Fourteen dates in 84 minutes

A few nights ago, I attended Poly Speed Dating, an event put on by a few hot local organizing types, some of whom also post on this blog.

The event format was, I expect, typical for speed dating events. After registration, and a discussion of how the process was going to work, schedules were distributed to everyone. Tables were numbered; for each date, you would run over to the assigned table, sit down, and start going. At approximately four minutes, a warning was shouted; at five minutes, the date was over, and it was time to sprint over to the next table. At the end of the night you turned in a sheet indicating which people you would be willing to exchange contact info with; if they also indicated you positively, you were matched up and email was sent to both parties.

Because it was a poly event, there were a few twists. For example, one could register to date either as just oneself or as a group of any size, and request to be matched to only “single” persons, only groups, or both. Due to space constraints, only two chairs were provided per each date spot, and groups were instructed to sit on each other’s laps, or otherwise crowd in around the table. Some people were confused about how they wanted to date. I met one person who told me his partner was going through the speed dating separately (so they could meet more people overall), but that they planned to date the people they found as a couple… probably. Another person was trying to date as a couple, but came without his partner. Several couples attended the event together, but were dating completely separately; this definitely poly behavior seemed to work reasonably well, at least in the cases I observed.

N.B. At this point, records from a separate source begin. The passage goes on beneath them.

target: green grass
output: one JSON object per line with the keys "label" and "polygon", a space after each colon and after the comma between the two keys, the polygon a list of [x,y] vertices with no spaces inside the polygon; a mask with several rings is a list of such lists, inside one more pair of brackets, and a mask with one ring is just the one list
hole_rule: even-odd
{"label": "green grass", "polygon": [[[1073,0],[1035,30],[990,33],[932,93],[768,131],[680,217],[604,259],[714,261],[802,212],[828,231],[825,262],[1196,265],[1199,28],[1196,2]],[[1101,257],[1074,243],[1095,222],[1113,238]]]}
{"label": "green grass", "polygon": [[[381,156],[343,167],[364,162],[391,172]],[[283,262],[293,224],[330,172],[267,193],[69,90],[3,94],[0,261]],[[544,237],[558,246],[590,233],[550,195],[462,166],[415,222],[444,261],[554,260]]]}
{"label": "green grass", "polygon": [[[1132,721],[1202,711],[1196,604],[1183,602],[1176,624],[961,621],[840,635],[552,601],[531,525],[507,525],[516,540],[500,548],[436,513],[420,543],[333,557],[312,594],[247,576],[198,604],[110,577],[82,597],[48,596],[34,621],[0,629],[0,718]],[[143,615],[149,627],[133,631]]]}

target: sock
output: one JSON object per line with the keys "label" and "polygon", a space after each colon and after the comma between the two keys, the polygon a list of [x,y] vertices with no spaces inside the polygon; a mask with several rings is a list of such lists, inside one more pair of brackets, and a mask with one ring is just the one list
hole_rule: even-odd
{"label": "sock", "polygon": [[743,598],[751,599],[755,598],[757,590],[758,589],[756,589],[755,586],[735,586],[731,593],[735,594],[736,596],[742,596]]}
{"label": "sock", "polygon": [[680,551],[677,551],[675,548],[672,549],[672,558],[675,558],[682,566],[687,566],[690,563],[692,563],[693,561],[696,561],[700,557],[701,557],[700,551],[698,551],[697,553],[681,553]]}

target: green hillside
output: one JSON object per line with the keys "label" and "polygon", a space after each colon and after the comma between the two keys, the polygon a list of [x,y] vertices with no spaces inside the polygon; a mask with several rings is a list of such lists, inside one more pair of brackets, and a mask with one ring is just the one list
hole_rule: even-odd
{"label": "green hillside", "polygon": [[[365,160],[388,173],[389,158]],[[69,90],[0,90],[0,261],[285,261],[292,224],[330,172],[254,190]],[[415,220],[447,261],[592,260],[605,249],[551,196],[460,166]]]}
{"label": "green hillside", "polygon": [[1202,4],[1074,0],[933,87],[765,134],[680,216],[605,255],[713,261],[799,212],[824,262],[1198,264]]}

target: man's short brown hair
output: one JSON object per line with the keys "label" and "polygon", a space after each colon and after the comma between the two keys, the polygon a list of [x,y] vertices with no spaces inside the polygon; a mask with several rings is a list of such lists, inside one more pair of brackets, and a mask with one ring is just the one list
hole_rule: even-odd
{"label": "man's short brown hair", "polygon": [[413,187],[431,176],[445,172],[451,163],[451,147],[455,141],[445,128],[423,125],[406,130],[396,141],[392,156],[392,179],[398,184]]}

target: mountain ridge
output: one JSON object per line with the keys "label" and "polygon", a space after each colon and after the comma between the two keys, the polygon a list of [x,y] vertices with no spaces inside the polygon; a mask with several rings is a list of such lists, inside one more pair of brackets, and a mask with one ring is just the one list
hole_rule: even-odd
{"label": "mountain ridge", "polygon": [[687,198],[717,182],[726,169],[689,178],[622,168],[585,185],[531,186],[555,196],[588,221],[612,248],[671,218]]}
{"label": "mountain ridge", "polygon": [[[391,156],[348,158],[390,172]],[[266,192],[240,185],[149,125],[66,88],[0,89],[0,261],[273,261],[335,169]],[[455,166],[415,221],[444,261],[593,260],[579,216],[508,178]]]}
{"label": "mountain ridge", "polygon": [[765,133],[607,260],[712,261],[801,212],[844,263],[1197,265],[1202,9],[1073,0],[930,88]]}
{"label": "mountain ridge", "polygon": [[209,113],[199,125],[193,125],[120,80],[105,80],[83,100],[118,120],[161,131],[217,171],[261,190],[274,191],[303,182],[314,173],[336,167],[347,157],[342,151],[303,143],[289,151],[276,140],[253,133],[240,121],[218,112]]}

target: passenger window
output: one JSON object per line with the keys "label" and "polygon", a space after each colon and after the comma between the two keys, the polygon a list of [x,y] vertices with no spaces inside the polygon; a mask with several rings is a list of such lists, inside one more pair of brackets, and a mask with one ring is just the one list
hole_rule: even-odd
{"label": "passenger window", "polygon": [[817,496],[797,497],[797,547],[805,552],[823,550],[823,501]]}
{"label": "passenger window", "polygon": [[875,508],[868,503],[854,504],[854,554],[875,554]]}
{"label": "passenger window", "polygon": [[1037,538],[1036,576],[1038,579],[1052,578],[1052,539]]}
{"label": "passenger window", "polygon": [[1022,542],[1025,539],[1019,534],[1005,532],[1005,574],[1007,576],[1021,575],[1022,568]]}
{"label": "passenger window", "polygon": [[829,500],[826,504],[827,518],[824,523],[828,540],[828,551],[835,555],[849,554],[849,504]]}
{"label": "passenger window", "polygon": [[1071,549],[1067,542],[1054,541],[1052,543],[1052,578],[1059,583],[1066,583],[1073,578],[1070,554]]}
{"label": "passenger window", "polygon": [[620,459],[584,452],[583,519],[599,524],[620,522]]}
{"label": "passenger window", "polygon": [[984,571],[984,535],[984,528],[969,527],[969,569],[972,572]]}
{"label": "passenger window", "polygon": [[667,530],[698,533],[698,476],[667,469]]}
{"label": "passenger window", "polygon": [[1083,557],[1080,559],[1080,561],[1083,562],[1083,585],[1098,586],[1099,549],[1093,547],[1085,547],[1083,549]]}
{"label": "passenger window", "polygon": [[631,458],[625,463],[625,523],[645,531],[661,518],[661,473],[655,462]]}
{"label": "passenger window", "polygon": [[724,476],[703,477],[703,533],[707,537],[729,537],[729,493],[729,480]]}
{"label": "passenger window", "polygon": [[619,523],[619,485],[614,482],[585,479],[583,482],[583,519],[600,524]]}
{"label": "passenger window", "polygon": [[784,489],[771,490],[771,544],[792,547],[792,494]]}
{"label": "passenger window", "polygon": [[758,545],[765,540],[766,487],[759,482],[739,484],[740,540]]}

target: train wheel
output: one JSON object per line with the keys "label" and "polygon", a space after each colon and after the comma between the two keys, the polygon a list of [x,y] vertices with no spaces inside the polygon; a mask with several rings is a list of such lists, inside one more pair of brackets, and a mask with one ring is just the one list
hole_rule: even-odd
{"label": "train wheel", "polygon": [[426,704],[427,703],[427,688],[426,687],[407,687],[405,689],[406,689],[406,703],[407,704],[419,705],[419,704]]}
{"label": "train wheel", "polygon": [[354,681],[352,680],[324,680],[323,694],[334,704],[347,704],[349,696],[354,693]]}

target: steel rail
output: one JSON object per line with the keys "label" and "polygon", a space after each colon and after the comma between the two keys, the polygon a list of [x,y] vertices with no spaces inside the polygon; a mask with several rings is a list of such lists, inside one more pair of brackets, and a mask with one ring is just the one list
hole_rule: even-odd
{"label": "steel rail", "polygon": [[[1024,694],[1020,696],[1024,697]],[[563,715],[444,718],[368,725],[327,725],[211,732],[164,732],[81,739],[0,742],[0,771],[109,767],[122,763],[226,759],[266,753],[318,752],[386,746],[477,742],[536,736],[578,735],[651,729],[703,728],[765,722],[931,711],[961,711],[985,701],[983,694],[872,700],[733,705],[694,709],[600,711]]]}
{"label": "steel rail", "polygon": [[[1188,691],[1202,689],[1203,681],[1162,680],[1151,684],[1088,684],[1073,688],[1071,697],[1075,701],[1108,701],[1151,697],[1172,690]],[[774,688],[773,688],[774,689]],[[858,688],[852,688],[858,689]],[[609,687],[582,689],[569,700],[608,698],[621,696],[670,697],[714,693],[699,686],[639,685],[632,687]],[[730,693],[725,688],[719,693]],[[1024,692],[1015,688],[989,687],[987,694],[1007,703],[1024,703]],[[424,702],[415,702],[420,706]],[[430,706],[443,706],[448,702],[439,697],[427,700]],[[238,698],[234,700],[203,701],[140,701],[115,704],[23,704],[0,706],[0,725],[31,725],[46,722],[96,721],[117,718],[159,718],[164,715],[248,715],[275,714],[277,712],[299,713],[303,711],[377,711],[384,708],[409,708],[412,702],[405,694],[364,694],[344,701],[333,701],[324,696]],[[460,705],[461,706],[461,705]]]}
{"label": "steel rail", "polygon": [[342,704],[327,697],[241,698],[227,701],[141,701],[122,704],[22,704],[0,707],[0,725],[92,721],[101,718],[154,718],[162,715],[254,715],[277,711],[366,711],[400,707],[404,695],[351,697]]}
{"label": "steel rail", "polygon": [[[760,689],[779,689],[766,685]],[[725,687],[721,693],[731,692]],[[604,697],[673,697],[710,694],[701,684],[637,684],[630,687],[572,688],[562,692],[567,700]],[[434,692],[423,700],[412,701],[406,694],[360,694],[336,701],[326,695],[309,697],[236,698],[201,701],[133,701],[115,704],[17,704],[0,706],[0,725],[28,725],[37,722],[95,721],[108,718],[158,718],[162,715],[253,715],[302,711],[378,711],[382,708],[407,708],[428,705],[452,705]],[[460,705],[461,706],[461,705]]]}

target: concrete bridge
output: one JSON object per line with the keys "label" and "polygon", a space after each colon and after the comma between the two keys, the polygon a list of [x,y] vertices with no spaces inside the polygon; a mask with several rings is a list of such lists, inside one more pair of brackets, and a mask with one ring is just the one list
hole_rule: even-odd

This night was the second time the event was held. Because the first time was so successful, even more people attended the second (something like 85 people). It almost reached the level of “success disaster”, especially when all the participants crowded into a small back room for a rules and suggestions discussion while the organizers frantically tried to generate schedules for the night, but we did all fit, and most people seemed good humored about it. The race from five-minute date to five-minute date was more comical than tragic. Somewhat frustratingly, the tables and chairs were crowded so close together that it was sometimes hard to hear the person or persons you were trying to date versus, say, the ones next to you, especially if their date was going well and yours poorly, or if they were really hot. It was a toss-up whether it was better to be crowded at the tiny two-person tables, or the larger eight-person ones (each of which had four simultaneous dates, but were set further apart than the tiny tables).

This event was my first attempt at speed dating of any kind. I have to say that I’m not particularly good at going on “dates”, specifically dates with people I haven’t met before, but since I’m trying to meet new people it seemed worth a try, despite my reservations. Thanks to the event, I had fourteen dates in a ridiculously short amount of time, with only a ten-minute break halfway through. Unsurprisingly, by the end I was pretty much exhausted and overwhelmed.

I didn’t end up matching with as many people as I had hoped. Although I speed-dated many people, and they were even within my specified demographic with regard to age, gender balance, and single vs group status, I was certain very quickly that I didn’t want to do anything further with a fair number of them, even as little as going out to coffee (or in some cases, finishing out the five-minute date). Of the others, there were a couple of people I had met before, but not considered as potential dating material (and in this, the speed dating definitely helped put me in the right state to consider that), a person who seemed quite interesting but had zero interest in kink, and someone who had just started writing to me on OKCupid (I probably would have gotten around to meeting this person anyway, but this was faster). In all of these cases, my decision was fairly clear. There were, however, quite a few people who I couldn’t say “definitely not” to, and who I could easily have seen myself on a coffee date with… but who I couldn’t imagine things going further with. Perhaps I was a bit too selective, or pessimistic, since I ended up not requesting to be put in contact with any of those people. On the other hand, I have no idea how many of them were interested in me.

Was poly speed dating a win for me? On one hand, perhaps it could be considered that I saved an enormous amount of time by rejecting all of those people, a process that would have taken months if not longer had I actually needed to meet all of them separately. But what if I was too selective in the process, and ruled out tons of people that might have worked out for me had I given them a fair chance? The flip side of speed dating is that a bad night on my part could take out a huge number of potential partners. For the people I eliminated instantly, yes the speed dating saved me from a bad (longer) date, but would I have even agreed to meet them had I seen, say, a profile for them or exchanged some email? I don’t actually know.

There were a few people there that looked cool, but that I never got to talk to. I didn’t see them early enough in the evening to catch them beforehand, and we didn’t end up on any dates together. I do wonder whether they were outside my demographic (possible), I was outside of theirs (more likely), or whether my schedule was just too damn full (very likely). I considered trying to chat with them afterwards, but given my condition decided that it would be counterproductive. Hopefully some of them will turn up again somewhere… perhaps at the next poly speed dating event?

2 Comments

  1. […] can see my girlfriend Debby’s chronicle of her speed dating experience at the second event here, or Luke’s report of the first event […]

  2. A very interesting concept, this speed dating! Sounds sort of like the real thing, at least in terms of first impressions.